Transforming community pharmacies into health care hubs requires addressing regulatory telehealth laws, fostering education within pharmacy schools to embrace technician training, developing interoperable technologies for data transfer and collaboration, and providing incentives to repurpose workflows. Intentional investment in these areas will unlock the potential of community pharmacies to serve as comprehensive care providers.
Transformation of McDowell’s Pharmacy: A Catalyst for Change
McDowell’s Pharmacy, an established institution serving the community of Scotland Neck, North Carolina since 1901, has proactively addressed the challenges of fluctuating medication reimbursements by strategically pivoting to a value-based care model. Recognizing the diverse needs of its patient population, the pharmacy identified distinct segments requiring either transactional, low-complexity care or comprehensive, high-complexity care. Previously operating under a primarily volume-driven model, McDowell’s Pharmacy has shifted its focus towards optimizing patient outcomes and enhancing community health. This transition was further motivated by the closure of other local health care providers, prompting McDowell’s Pharmacy to envision itself as a comprehensive health care hub and a primary point of access for patients.
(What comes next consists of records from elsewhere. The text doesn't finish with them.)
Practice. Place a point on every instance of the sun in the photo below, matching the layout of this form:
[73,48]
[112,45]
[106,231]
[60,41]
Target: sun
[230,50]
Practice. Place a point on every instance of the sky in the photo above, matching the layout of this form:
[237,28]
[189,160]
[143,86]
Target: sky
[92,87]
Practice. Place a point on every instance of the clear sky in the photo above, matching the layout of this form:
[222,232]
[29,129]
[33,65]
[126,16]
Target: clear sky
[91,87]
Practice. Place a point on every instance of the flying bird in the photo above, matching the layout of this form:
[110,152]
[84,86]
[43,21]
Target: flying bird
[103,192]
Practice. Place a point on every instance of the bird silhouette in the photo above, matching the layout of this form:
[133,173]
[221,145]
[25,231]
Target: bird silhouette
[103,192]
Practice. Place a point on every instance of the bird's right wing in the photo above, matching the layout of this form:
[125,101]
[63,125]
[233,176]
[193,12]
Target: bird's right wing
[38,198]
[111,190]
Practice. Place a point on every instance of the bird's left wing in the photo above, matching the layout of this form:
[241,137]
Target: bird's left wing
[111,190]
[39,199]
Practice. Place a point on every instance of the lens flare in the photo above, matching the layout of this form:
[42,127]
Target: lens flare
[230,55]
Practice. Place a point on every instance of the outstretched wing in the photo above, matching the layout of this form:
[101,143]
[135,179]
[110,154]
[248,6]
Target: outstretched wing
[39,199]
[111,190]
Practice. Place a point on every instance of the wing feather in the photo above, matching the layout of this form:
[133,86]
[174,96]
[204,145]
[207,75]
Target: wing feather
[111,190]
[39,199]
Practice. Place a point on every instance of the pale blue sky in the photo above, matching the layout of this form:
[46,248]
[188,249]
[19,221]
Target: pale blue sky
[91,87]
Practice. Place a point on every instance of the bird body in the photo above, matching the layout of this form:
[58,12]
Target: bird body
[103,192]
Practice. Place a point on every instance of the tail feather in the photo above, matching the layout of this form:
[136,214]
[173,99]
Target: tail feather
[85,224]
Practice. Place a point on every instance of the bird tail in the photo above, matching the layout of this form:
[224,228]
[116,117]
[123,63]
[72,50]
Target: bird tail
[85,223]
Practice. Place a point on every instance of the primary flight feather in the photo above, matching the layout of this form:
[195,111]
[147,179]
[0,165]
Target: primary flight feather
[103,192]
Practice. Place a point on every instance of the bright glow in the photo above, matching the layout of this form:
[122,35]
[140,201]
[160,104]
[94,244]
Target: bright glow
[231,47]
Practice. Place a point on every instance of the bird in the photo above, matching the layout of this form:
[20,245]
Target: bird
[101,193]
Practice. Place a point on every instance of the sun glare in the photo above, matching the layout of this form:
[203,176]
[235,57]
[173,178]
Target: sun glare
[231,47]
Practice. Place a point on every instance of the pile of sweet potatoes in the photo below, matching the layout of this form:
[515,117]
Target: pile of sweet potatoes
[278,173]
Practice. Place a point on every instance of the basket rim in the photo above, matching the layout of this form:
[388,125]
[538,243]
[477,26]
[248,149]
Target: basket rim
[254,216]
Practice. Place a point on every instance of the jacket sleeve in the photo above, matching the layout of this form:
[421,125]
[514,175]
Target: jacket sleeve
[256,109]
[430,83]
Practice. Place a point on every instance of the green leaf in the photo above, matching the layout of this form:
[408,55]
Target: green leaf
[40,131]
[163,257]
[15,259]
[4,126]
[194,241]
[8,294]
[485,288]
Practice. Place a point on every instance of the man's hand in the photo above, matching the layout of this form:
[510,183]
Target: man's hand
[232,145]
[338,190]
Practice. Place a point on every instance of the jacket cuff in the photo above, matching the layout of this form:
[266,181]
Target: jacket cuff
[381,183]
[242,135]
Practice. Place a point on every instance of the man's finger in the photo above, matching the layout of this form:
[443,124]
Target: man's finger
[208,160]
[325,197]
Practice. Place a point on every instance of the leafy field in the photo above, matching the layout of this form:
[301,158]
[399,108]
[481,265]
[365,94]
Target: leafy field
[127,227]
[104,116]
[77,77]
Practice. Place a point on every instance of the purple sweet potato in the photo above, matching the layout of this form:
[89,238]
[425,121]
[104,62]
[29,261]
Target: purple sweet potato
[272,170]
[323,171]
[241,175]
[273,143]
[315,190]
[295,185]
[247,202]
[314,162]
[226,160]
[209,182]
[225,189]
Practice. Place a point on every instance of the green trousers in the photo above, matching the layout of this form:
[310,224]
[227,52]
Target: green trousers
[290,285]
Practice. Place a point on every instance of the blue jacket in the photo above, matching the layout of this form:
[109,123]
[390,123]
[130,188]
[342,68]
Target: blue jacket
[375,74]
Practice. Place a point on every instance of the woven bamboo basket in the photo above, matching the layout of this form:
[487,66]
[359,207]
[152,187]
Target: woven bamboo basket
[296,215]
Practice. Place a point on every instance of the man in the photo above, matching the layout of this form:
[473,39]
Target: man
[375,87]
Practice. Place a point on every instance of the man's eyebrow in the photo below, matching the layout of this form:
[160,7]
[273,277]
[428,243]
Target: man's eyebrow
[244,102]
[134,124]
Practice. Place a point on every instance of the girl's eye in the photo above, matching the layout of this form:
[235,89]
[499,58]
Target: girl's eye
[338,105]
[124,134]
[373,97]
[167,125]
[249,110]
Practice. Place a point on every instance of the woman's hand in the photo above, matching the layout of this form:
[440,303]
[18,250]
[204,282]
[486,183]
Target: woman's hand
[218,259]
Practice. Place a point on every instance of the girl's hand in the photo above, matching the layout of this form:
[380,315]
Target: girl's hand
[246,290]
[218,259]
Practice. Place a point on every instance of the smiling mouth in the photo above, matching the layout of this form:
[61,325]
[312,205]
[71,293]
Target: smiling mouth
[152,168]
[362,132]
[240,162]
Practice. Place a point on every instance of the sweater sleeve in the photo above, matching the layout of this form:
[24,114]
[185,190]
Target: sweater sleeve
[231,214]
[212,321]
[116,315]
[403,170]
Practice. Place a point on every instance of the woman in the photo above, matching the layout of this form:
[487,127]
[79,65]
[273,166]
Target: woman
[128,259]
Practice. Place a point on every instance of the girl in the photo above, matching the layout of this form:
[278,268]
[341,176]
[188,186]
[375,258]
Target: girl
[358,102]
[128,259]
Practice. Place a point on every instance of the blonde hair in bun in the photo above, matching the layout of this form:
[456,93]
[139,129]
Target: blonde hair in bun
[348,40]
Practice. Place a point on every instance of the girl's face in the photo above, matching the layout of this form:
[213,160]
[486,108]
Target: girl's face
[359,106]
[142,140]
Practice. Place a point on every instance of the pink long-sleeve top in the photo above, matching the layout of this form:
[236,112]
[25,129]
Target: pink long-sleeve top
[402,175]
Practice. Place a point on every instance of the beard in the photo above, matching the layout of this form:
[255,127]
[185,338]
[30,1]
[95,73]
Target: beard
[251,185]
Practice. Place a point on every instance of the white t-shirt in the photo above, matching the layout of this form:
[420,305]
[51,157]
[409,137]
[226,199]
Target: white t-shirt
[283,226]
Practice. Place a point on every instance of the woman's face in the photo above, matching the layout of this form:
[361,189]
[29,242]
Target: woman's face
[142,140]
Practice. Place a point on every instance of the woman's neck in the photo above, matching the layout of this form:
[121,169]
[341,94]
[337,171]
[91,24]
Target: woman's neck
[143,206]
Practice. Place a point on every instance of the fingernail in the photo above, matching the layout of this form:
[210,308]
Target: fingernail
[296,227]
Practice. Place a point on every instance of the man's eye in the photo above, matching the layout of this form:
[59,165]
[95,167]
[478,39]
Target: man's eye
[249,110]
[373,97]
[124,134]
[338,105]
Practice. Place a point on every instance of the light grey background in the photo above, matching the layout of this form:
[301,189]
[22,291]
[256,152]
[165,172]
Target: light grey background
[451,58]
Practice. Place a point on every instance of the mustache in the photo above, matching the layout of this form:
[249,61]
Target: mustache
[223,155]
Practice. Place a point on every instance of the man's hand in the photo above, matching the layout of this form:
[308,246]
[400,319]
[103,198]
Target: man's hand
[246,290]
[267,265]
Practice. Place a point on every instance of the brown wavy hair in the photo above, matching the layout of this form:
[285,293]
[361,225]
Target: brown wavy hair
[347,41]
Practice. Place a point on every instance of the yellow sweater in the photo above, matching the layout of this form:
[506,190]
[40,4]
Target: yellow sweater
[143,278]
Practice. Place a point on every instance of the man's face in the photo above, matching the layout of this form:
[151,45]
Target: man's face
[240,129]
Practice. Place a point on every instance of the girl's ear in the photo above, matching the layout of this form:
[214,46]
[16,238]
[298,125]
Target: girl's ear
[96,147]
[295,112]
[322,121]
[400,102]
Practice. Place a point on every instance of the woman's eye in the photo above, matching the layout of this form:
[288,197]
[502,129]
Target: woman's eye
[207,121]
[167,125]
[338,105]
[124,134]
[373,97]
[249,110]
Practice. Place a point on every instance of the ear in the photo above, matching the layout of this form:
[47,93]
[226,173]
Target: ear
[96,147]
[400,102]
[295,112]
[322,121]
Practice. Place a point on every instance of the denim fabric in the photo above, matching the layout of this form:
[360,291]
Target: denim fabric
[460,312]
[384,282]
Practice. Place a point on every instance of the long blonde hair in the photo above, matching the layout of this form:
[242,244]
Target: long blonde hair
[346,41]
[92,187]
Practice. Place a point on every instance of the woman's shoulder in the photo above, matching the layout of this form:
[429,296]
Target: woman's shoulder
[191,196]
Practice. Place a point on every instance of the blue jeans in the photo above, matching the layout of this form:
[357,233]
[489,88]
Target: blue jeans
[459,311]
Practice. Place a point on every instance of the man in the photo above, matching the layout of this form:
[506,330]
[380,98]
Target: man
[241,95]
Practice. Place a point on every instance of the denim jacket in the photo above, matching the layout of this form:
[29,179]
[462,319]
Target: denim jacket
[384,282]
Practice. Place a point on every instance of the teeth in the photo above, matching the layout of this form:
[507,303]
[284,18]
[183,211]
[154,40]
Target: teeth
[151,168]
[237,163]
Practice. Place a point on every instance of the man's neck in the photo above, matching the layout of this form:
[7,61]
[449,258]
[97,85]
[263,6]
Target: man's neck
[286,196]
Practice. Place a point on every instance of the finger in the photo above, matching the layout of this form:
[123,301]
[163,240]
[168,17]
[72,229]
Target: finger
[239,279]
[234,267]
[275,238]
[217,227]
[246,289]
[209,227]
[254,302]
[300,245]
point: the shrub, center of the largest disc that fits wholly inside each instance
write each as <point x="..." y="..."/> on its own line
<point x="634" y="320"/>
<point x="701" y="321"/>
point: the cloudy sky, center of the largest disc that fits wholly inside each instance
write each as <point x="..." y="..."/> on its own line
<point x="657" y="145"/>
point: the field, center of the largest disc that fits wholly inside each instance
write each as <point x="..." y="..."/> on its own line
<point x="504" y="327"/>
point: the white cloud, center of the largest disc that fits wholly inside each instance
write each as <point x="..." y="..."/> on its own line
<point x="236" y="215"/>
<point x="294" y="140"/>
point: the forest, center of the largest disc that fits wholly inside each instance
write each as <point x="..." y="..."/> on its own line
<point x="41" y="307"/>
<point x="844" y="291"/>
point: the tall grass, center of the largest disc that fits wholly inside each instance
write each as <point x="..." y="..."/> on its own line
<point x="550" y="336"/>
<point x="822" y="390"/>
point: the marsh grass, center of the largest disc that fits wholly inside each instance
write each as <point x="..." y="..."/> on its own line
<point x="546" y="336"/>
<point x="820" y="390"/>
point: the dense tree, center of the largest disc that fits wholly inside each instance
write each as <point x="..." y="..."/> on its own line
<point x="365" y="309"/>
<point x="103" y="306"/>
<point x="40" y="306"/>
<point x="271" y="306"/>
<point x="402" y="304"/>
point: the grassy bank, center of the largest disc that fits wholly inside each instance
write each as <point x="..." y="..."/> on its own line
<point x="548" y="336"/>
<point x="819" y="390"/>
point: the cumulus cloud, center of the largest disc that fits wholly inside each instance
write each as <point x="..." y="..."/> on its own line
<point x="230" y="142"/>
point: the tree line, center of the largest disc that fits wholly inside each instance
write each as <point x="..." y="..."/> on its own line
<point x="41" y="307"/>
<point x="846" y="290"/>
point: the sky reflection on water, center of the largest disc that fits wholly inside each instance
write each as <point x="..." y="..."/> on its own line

Through a thorough analysis and risk stratification of its patient panel, McDowell’s Pharmacy identified a critical need to expand services for homebound and special needs patients. In collaboration with Truentity Health, a North Carolina-based medical and software company, the pharmacy implemented remote monitoring of complex patients’ physiological biometrics. This initiative is complemented by monthly health coaching consultations that address conditions such as hypertension and diabetes, provide nutritional education and behavioral modification support, and promote preventive care. Preliminary data from the Rural Pharmacy Health Initiative, as reported by the University of North Carolina Eshelman School of Pharmacy, demonstrate the effectiveness of these interventions in mitigating patient risk and slowing disease progression.14 Furthermore, the partnership with Truentity Health has generated substantial revenue, enabling McDowell’s Pharmacy to scale its programs effectively.
McDowell’s Pharmacy continues to expand its scope of services through strategic partnerships with local medical providers, aiming to address gaps in care and leverage artificial intelligence-driven insights for enhanced patient care planning. Additional services include medication adherence support and assistance with care transitions. Notably, the pharmacy has established a local home health agency and is now recognized as a valuable resource for families seeking to support aging parents in maintaining independent living, establishing its expertise in the field of aging in place.
Conclusion
The “silver tsunami” is not a distant wave—it’s at our doorstep. To meet the needs of an aging population and an overburdened system, we must rethink where care happens and who can deliver it. Strategically integrating community pharmacy into the health care ecosystem, leveraging technology, fostering collaboration, and investing in workforce development will create a more efficient, resilient, and equitable health care system in North Carolina.
Acknowledgments
I would like to sincerely thank Thomas McDowell, PharmD, for allowing me to showcase his pharmacy’s success and his family’s 100+ year devotion to helping their rural community achieve equitable health, and Franklin Roye, PharmD, for his relentless pursuit and dogged determination. Most importantly, I thank my family for always humoring me and keeping me motivated to hand over the pharmacy torch another generation. The views and opinions expressed in this article are those of the author alone. The author has no conflicts of interest to declare.